Additional file 1: File A. Consent form for general practitioners. File B. Consent form for participants. File C. Baseline questionnaire. File D. Control video. File E. Control email brochure. File F. Teletrial decision aid for email. File G. Video decision aid for males. File H. Video decision aid for females. Files I. 1-month follow up questionnaire. File J. 6-month follow-up questionnaire

Title {1}	An RCT of a decision aid to support informed choices about taking aspirin to prevent colorectal cancer and other chronic diseases: a study protocol for the SITA (Should I Take Aspirin?) trial
Trial registration {2a and 2b}.	ACTRN12620001003965 The Australian New Zealand Clinical Trials Registry (ANZCTR) https://www.anzctr.org.au/Trial/Registration/TrialReview.aspx?ACTRN=12620001003965
Protocol version {3}	11/12/2020 Version 5.0
Funding {4}	Victorian Cancer Agency Grant CPSRG19011
Author details {5a}	Shakira Milton1,2, Jennifer McIntosh2,3, Finlay Macrae,4,5, Patty Chondros2, Lyndal Trevena6, Mark Jenkins7, Fiona M. Walter2,8, Lucy Boyd1,2, Sibel Saya1,2, Napin Karnchanachari1,2, Kitty Novy1,2, Carmody Forbes1,2, Javiera Martinez Gutierrez1,2,9, Kate Broun10, Sara Whitburn11, Sarah McGill12, George Fishman13, Julie Marker13, Max Shub13,Jon Emery1,2,8 Author Affiliations 1. Centre for Cancer Research, University of Melbourne, Melbourne, Australia 2. Department of General Practice, University of Melbourne, Melbourne, Australia 3. Department of Software Systems & Cybersecurity, Monash University, Melbourne, Australia 4. Colorectal Medicine and Genetics, The Royal Melbourne Hospital, Melbourne, Australia 5. Department of Medicine, The University of Melbourne, Melbourne, Australia 6. School of Public Health, The University of Sydney, Sydney Australia 7. Melbourne School of Population and Global Health, University of Melbourne, Melbourne, Australia 8. The Primary Care Unit, University of Cambridge, Cambridge, United Kingdom 9. Department of Family Medicine, School of Medicine. Pontificia Universidad Católica de Chile, Chile 10. Early Detection and Immunisation, Prevention Department, Cancer Council Victoria, Australia 11. Belmore Road Medical Clinic, Melbourne, Australia 12. Cancer Screening and Prevention, Cancer Institute NSW, Australia 13. PC4 Joint Community Advisory Group, University of Melbourne, Australia JE conceived the study and led the initial study design. SM, JM, FM, PC, LT, MJ, FMW, NT, LB, SS, NK, KN, CF, JMG, KB, SW, SM, GF, JM, MS and JE contributed to the study design. JE, MJ, LT, FW, FM, JM, SS, PC, and SM are the grant holders. PC provided statistical expertise in clinical trial design. All authors contributed to refinement of the study protocol and approved the final manuscript.

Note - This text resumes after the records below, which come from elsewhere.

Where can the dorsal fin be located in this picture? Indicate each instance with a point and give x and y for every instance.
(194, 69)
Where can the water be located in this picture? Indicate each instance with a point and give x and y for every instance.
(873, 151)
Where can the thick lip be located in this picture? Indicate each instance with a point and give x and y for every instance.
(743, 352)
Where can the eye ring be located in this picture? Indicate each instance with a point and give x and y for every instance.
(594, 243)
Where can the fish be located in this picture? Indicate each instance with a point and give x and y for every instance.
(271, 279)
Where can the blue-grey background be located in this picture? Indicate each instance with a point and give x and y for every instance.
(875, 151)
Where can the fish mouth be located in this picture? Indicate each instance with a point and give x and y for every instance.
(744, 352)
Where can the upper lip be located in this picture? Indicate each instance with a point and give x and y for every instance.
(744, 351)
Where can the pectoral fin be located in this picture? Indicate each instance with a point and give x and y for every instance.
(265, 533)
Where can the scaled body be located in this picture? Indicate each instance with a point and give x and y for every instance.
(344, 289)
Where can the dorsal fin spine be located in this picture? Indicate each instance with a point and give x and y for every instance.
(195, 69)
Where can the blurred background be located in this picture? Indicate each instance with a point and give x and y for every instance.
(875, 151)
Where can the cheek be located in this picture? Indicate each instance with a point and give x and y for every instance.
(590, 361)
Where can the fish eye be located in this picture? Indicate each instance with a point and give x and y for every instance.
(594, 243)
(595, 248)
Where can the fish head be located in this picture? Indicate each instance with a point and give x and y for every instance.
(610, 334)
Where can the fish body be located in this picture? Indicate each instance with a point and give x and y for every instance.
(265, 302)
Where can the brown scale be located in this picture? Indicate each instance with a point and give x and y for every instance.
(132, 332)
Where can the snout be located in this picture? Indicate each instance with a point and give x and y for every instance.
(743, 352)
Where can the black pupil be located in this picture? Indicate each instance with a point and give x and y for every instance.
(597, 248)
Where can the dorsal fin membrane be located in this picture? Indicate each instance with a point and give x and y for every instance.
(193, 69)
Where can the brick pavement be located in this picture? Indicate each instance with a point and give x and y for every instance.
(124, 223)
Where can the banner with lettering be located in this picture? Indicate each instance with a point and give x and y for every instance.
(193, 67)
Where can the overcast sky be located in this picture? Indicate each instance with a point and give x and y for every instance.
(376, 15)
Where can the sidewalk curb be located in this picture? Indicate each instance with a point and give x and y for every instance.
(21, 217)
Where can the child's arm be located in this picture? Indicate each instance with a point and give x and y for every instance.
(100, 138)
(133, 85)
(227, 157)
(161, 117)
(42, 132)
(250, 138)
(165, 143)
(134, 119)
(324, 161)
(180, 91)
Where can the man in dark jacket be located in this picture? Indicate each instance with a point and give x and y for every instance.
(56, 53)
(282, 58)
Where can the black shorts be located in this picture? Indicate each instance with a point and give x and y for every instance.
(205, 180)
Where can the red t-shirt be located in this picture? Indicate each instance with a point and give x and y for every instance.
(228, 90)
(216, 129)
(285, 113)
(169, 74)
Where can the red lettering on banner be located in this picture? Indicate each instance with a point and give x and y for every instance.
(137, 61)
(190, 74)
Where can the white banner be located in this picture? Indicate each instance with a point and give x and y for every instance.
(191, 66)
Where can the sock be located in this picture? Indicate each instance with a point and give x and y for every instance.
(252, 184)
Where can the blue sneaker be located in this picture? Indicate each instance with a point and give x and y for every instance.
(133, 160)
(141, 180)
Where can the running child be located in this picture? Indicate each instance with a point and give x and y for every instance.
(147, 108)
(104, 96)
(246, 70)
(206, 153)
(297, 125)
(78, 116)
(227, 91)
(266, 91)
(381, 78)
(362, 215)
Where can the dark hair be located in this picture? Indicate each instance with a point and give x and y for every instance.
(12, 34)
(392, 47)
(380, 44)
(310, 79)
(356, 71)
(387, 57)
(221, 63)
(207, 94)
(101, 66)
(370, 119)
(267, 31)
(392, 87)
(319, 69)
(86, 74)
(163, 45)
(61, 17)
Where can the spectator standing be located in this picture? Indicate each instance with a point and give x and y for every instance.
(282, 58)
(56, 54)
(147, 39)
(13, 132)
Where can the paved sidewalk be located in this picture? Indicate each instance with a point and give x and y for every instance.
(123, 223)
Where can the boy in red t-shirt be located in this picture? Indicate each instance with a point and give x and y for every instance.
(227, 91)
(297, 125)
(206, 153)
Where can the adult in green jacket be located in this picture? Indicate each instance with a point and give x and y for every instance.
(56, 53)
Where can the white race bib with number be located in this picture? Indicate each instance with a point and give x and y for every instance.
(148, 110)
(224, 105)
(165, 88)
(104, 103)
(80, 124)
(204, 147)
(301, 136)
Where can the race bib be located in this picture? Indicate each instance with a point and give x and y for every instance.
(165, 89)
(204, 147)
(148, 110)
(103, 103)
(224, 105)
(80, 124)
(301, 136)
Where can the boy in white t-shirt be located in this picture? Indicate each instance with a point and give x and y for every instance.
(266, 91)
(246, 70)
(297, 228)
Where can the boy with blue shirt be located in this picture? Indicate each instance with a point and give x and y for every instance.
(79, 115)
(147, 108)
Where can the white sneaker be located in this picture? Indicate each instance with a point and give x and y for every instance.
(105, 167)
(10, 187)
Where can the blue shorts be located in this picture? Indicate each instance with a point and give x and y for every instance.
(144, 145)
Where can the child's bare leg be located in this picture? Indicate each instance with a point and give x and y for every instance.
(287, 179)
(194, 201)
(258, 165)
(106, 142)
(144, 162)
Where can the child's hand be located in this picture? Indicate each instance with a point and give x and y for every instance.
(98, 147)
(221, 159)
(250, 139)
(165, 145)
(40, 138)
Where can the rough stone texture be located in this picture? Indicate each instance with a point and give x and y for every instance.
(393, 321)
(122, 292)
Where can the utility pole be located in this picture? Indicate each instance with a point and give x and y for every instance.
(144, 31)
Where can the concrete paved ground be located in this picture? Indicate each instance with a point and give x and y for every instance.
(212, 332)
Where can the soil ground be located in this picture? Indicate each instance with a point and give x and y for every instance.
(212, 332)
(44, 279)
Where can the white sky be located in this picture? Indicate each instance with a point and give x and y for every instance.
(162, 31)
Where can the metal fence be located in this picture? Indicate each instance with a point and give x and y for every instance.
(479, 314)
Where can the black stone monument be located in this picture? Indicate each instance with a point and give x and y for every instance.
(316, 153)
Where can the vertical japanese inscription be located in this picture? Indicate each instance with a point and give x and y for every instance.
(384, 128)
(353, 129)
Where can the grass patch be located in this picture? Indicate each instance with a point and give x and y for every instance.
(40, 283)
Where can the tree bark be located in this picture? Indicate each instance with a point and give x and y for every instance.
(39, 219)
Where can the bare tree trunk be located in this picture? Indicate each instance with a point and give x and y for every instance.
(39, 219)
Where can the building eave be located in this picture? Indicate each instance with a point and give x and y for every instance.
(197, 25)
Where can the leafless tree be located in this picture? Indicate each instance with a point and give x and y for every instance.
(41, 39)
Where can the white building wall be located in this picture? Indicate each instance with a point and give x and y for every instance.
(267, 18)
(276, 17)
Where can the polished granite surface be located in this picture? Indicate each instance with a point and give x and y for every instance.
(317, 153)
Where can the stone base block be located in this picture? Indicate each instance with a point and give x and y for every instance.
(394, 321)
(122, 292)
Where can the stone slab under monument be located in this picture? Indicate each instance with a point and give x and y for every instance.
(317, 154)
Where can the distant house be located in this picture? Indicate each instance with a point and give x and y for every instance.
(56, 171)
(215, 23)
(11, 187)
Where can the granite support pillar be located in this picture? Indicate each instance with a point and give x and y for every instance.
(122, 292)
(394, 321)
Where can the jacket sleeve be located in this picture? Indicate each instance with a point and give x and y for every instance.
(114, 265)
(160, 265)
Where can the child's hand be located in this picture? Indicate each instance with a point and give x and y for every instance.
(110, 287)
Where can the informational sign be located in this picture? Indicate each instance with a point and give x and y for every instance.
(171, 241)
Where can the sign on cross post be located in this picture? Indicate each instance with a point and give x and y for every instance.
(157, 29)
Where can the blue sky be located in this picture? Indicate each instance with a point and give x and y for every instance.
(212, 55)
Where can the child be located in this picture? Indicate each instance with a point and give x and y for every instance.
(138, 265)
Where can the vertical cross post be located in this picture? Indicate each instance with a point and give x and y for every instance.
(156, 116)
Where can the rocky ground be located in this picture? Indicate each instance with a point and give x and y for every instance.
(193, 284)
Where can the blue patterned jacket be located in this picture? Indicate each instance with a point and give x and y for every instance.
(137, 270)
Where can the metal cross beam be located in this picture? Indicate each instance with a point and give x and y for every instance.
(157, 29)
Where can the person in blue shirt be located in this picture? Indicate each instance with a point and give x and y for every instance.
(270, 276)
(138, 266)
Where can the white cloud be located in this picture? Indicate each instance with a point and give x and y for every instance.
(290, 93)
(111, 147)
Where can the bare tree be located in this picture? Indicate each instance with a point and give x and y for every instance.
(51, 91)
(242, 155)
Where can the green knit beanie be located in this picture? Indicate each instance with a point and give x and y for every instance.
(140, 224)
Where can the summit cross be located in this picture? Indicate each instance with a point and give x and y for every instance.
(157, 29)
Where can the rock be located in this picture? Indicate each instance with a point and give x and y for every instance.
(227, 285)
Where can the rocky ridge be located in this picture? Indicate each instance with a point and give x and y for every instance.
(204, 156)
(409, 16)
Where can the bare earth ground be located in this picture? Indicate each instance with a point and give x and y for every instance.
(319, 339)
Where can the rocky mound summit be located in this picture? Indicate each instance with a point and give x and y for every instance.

Name and contact information for the trial sponsor {5b}	The University of Melbourne is the trial sponsor. Phone: 13 MELB (13 6352) International: +(61 3) 9035 5511 Postal address: The University of Melbourne, Victoria 3010 Australia
Role of sponsor {5c}	The sponsor and funder do not have ultimate authority over the study design; collection, management, analysis, and interpretation of data; writing of the report; and the decision to submit the report for publication.